An eight-page letter penned in 1878 by Scottish-born inventor Alexander Graham Bell, containing a rare picture of his first telephone system, is up for auction.

The missive, being sold by New Hampshire-based RR Auction, was written by Bell to his father in 1878 after a “lightning accident” threatened the integrity of his fledging invention, the Daily Mail reported.

The letter is highlighted by a one-of-a-kind sketch of two connected telephones, with in-depth instructions to his family on a necessary safety precaution — one that could possibly save their lives.

Bell writes in the letter, postmarked from Washington DC, on December 30, to his parents that he is “quite troubled by your account of the lightning accident at Tutelo Heights.

The accident shows that the earth terminals of your telephone line are defective for the current found a shorter path to the ground through two of your poles than by the proper path’’.

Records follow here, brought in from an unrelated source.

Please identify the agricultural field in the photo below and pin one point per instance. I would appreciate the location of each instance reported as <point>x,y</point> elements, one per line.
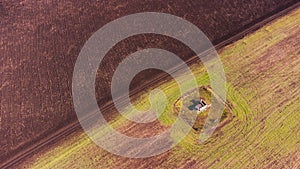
<point>263,79</point>
<point>40,42</point>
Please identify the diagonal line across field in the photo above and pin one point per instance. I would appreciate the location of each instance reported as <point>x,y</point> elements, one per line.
<point>251,126</point>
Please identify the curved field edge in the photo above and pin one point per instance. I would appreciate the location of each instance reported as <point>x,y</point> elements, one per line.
<point>263,78</point>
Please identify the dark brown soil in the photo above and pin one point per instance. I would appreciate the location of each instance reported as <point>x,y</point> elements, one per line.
<point>40,41</point>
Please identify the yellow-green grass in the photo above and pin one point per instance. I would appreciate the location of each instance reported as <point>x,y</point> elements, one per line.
<point>263,81</point>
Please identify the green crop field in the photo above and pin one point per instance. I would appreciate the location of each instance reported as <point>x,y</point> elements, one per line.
<point>263,79</point>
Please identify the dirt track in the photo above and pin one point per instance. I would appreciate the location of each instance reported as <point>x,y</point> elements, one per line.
<point>40,42</point>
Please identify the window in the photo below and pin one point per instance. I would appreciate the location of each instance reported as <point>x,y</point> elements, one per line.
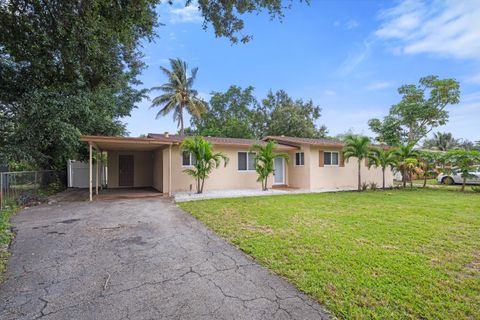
<point>246,161</point>
<point>331,158</point>
<point>188,159</point>
<point>299,159</point>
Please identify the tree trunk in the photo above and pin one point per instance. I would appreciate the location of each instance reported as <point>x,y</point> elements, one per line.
<point>203,184</point>
<point>383,178</point>
<point>359,176</point>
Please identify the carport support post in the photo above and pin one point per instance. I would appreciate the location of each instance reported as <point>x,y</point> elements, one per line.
<point>96,173</point>
<point>90,173</point>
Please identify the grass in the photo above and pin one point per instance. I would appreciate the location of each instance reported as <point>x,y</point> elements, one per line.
<point>382,254</point>
<point>5,236</point>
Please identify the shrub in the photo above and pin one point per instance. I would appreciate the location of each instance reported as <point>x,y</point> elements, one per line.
<point>476,189</point>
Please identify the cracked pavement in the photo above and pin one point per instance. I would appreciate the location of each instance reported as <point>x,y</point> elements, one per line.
<point>136,259</point>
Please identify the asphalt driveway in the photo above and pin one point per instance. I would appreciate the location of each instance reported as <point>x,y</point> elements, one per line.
<point>136,259</point>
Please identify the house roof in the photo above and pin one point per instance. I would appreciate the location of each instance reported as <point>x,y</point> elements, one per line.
<point>175,138</point>
<point>308,141</point>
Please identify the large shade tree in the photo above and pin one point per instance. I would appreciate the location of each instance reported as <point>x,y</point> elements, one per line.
<point>421,108</point>
<point>178,93</point>
<point>70,67</point>
<point>357,147</point>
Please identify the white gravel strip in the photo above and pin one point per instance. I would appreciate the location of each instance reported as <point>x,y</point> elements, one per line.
<point>238,193</point>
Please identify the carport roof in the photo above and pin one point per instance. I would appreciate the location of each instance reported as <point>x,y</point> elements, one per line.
<point>107,143</point>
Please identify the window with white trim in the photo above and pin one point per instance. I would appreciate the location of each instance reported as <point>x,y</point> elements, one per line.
<point>188,159</point>
<point>246,161</point>
<point>299,159</point>
<point>331,158</point>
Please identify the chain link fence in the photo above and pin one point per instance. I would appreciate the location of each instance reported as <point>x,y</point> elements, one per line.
<point>24,187</point>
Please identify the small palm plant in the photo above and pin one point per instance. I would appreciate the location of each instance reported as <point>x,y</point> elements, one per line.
<point>206,159</point>
<point>427,161</point>
<point>382,158</point>
<point>357,147</point>
<point>264,161</point>
<point>178,93</point>
<point>404,153</point>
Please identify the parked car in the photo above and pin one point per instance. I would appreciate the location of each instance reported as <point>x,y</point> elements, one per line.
<point>455,177</point>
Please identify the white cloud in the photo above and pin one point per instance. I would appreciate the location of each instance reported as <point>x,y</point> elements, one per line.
<point>447,28</point>
<point>329,92</point>
<point>352,24</point>
<point>378,85</point>
<point>353,60</point>
<point>189,14</point>
<point>349,24</point>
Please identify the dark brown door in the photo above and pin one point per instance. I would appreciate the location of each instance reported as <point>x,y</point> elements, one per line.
<point>125,171</point>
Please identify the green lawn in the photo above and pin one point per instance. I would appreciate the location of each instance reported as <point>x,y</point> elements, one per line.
<point>395,254</point>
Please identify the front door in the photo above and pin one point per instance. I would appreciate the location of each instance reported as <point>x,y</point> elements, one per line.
<point>125,170</point>
<point>279,167</point>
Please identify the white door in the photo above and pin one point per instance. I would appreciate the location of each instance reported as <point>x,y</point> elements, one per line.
<point>279,175</point>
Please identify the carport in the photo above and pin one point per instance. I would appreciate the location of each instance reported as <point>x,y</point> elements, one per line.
<point>131,162</point>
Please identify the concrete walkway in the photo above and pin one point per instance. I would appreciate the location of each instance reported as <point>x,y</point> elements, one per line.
<point>238,193</point>
<point>136,259</point>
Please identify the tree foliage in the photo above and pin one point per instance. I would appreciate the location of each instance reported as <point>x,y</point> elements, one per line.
<point>224,15</point>
<point>421,109</point>
<point>382,158</point>
<point>205,159</point>
<point>237,114</point>
<point>68,68</point>
<point>178,93</point>
<point>230,114</point>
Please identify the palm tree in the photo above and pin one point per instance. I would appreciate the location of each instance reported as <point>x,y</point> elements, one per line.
<point>441,141</point>
<point>264,161</point>
<point>404,153</point>
<point>205,159</point>
<point>178,93</point>
<point>383,158</point>
<point>357,147</point>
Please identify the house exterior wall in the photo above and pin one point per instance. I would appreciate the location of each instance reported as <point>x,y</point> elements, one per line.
<point>343,177</point>
<point>221,178</point>
<point>299,176</point>
<point>142,167</point>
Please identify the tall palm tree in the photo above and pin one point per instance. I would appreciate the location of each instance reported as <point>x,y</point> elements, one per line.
<point>205,159</point>
<point>178,93</point>
<point>357,147</point>
<point>383,158</point>
<point>264,161</point>
<point>405,154</point>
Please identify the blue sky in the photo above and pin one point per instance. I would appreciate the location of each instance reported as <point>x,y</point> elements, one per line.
<point>349,57</point>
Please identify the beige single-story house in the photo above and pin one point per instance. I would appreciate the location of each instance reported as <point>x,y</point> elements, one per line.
<point>157,161</point>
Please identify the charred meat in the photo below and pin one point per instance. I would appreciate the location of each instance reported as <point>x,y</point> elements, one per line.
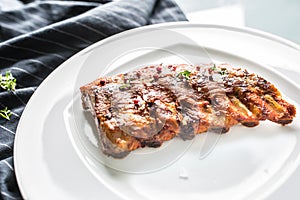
<point>154,104</point>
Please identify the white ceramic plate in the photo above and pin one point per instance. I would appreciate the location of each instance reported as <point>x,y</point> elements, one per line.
<point>254,162</point>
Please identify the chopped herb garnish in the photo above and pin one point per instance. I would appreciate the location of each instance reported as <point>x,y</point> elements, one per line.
<point>186,74</point>
<point>8,82</point>
<point>5,113</point>
<point>223,71</point>
<point>124,87</point>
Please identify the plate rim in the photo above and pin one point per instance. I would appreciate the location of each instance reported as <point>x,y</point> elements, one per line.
<point>168,25</point>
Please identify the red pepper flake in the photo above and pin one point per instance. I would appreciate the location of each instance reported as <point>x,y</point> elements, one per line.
<point>158,69</point>
<point>102,82</point>
<point>136,102</point>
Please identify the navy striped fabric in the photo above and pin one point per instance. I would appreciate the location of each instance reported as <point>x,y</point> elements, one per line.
<point>36,36</point>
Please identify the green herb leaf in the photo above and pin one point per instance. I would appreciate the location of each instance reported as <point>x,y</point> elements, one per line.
<point>8,82</point>
<point>5,113</point>
<point>186,74</point>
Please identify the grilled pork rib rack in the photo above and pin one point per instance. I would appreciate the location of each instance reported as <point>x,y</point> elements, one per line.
<point>154,104</point>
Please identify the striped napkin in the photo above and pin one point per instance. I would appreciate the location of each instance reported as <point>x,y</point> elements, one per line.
<point>36,36</point>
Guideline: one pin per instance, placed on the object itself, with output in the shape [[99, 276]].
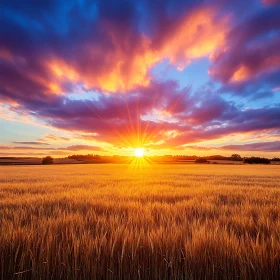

And he goes on to draw a remarkable diagram — two telephones — showing the correct mechanical assemblage to ensure proper function and, above all, safety.

Bell continues: “As I do not know your connections I shall merely state what connections I should advise in order to prevent a repetition of the accident — which might have been more serious had the poles not been struck and thus afforded a partial passage to the earth.”

Bell was a pioneer in the field of telecommunications and inventor of the “electrical speech machine”. He invented the telephone in 1876 with the help of his assistant Thomas A. Watson.